Senopati-senopati berjalan limbung, pada tapak-tapak tanpa tubuh. menemu jalan hilir-mudik tanpa henti. membiarkan langkah kaki berjalan tanpa mata, dan berhenti untuk berganti posisi. tapak itu memenuhi pulaupulau, lantailantai, bukubuku, hati-hati dan sunyisunyi. membuat skenario itu sangat panjang dijelajahi tanpa pasrah. termasuk dengan siapa saja bertegur sapa, berbagi bibir di setiap persinggahan warung-warung kopi. menemu ribuan wajah setiap kali bersitatap dengan orang-orang baru yang menghadirkan masalalu, menjelma menjadi siapa saja.Â
tentang kenangan  yang tersimpan manis di bawah alam sadar sering terbuka perlahan hingga membuatnya seperti nyata. meskipun bayangan yang terlihat hanyalah kosong. namun skemata mengubahnya menjadi manusia baru yang menciptakan dunianya sendiri, seperti file-file penting yang dirangkum dalam folder paling private. jiwa-jiwa mereka berbeda, hati-hati mereka tak serupa. hanya jiwa-jiwa pemberontaklah yang membuat semuanya tampak sama. menghubunghubungkan masa silam dengan keadaan yang tidak realistis. skenario kenangan hanyalah bayang-banyang yang membuat mata-mata kosong, dan hatihati sunyi mencari celah untuk mengamini kenyataan semu, dan segalanya menjadi samar jika harus menjelaskan apasaja yang bukan seharusnya ia terima. gundah gulana, rindu tentang cinta khayalan dan membuatnya tengik sendiri dengan dunia absurd yang mereka ciptakan dalam bayangan-bayangan samar.

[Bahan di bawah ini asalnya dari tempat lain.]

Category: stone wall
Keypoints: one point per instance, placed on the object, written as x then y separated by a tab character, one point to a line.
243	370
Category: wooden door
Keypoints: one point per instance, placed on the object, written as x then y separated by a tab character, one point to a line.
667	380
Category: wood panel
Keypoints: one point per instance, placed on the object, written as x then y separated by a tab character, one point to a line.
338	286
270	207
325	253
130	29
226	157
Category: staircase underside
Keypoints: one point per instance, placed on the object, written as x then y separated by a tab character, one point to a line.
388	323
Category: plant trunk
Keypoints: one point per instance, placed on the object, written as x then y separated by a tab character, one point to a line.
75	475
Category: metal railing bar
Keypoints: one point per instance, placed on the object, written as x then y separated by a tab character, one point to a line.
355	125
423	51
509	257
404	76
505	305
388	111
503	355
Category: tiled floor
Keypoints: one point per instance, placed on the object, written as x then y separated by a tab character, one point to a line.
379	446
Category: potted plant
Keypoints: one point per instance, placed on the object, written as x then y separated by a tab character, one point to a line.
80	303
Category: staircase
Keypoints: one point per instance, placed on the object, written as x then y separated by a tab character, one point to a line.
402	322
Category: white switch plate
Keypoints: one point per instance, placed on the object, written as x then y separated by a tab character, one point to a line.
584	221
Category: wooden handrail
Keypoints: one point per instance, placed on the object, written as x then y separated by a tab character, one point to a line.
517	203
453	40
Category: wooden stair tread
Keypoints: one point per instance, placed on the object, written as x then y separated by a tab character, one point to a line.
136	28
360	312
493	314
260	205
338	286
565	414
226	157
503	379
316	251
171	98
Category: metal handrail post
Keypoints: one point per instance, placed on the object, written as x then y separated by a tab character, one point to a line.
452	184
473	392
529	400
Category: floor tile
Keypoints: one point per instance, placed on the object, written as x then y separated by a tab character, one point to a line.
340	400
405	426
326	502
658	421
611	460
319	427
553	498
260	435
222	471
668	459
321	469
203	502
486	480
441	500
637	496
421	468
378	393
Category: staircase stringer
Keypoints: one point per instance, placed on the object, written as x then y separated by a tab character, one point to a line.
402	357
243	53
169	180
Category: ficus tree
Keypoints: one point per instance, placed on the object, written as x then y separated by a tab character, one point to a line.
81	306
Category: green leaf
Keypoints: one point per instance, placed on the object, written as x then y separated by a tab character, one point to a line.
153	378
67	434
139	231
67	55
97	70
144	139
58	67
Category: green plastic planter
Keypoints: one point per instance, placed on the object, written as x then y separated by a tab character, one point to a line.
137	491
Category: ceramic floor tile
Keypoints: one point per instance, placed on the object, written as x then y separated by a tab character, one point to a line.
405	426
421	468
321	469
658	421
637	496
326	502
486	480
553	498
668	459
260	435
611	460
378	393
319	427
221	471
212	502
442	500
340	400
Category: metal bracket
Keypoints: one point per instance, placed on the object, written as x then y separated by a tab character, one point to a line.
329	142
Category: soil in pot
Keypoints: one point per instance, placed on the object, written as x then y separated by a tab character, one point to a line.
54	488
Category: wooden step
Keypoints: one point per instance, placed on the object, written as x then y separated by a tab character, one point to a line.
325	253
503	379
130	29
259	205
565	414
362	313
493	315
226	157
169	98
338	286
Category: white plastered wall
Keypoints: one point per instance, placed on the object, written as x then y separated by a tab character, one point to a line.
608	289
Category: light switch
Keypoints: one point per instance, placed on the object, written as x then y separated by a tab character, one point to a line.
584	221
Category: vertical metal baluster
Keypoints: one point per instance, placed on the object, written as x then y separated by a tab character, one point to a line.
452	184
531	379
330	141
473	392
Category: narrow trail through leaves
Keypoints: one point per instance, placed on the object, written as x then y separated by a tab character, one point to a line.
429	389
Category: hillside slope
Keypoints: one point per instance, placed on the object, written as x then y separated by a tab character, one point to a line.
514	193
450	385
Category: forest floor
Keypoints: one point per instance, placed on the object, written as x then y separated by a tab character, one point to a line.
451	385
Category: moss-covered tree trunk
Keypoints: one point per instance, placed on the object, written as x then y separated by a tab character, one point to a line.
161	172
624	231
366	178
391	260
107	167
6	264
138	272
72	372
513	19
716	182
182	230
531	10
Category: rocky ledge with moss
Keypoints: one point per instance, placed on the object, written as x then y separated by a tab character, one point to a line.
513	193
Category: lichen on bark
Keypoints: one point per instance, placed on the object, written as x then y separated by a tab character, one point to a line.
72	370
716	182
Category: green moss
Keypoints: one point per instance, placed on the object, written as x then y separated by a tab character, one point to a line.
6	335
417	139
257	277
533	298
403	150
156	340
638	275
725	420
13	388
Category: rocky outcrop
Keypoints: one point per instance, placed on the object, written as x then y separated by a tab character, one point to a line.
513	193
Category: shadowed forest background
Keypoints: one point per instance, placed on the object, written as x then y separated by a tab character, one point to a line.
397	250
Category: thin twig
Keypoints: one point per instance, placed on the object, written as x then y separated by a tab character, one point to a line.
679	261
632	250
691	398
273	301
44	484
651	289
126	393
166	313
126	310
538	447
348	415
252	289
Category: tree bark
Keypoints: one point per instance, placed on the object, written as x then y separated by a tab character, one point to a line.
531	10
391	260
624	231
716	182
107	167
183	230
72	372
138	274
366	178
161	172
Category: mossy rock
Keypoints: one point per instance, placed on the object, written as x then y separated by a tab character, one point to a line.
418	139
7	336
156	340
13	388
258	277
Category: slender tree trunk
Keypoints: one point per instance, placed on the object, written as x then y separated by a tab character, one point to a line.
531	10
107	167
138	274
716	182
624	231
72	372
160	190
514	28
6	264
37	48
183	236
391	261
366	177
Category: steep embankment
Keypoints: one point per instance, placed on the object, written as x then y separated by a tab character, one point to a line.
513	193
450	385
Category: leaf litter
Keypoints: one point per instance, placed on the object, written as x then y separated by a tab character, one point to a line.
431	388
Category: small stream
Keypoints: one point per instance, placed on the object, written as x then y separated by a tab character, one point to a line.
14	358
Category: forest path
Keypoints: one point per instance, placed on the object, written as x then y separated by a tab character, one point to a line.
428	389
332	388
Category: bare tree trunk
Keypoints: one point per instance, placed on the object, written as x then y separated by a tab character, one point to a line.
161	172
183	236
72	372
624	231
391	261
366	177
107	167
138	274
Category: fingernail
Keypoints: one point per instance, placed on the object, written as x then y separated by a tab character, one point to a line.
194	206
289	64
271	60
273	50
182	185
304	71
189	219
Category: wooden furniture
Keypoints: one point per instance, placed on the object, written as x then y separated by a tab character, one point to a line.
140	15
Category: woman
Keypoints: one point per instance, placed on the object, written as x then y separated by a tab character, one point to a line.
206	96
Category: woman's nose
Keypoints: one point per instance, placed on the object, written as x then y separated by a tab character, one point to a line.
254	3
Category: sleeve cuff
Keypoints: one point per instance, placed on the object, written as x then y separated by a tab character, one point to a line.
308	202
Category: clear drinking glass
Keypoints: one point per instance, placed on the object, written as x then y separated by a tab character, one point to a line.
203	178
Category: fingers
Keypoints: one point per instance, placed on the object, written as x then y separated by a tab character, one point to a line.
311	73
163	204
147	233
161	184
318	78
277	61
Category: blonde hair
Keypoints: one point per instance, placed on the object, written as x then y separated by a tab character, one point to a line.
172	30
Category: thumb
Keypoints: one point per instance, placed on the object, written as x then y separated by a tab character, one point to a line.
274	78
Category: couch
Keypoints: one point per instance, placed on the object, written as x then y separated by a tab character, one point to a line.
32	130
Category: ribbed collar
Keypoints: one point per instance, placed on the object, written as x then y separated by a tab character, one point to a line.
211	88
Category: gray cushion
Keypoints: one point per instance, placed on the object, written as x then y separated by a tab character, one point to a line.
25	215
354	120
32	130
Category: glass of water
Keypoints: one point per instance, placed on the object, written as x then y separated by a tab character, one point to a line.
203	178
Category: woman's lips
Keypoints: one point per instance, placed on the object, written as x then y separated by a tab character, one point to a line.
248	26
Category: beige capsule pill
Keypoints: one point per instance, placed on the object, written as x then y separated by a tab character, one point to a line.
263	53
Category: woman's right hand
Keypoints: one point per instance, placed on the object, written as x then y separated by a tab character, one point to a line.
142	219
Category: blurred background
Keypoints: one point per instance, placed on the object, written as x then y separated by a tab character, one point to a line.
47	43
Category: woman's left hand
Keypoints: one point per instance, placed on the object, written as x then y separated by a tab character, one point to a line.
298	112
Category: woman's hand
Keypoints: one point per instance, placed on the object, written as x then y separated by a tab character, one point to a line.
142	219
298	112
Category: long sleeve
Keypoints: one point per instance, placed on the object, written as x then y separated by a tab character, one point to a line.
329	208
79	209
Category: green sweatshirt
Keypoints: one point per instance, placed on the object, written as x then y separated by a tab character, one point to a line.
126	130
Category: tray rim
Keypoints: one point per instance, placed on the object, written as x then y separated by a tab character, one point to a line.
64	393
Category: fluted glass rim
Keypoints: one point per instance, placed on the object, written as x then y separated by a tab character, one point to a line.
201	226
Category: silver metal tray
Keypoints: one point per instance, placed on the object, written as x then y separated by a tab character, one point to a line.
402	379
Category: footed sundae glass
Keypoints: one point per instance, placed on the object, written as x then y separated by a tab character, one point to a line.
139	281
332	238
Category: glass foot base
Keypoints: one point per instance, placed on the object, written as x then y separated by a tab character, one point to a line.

wahai senopatisenopati, sang pemberontak, jangan biarkan jiwamu kosong bak kereta barang yang lupa menampung isi. Menjelajah di rel yang sempat kau lupakan, hilir mudik menghantarkanmu pada skenario yang pasti. pemberontakan akan membuatmu asing. matamu sedang lelah, hatimu ingin dicintai dan tubuhmu renta untuk kau cumbui sendiri hingga kau terjebak kekosongan yang sadis. di luar jendela, angin terlalu genit untuk kau sapa, dan malam merayu dengan dingin yang menggelegak untuk kau peluk, sedangkan kereta yang kau bawa kian jauh melangkah di kegelapan. membawa nyalimu hingga pada peristirahatan di gerbong terakhir.
wahai senopatisenopati sang pemberontak, kau mulai lupa. jalanmu mulai berkabut. kau perlu pelita dan mungkin berhenti sejenak. rengkuh rebahkan sandaranmu pada sepertiga malam, berdialoglah dengan detak bumi yang hangat. pulihkan kembali ingatanmu pada jangkrik, pada dinding, pada dipan yang meringkik, dan hanya nafasmu yang menggebu membuat semuanya hingar bingar. ada kepasrahan, ada titik renta yang membuat semuanya membara. kau cukup berterimakasih pada malam-malam buta. ia samarkan rindumu, ia samarkan kegelisahanmu, dan ia juga samarkan semua kejahatan nafasmu, kemudian eranganmu mulai luluh terbawa sayubsayub suara panggilan subuh di surau desa.Â
wahai senopatisenopati sang pemberontak, pada gerbong terakhir, kirimkan salamku pada matahari lugu yang malu-malu beradu embun di bibir daun yang basah. membuat kelopak bunga-bunga segar meronta-ronta ingin disapa. dan kau cukup berpihak pada pandanganmu tentangnya, karena pemberontakan sudah selesai. petiklah bunga segar itu, kucuplah dengan kepastian. kau tidak sedang bermimpi. matahari cukup menerangimu hingga menghantarkan pada senja. malam ini adalah milikmu, bukan sekadar bayangan hitam merayu yang sama-sama legam, mengerikan.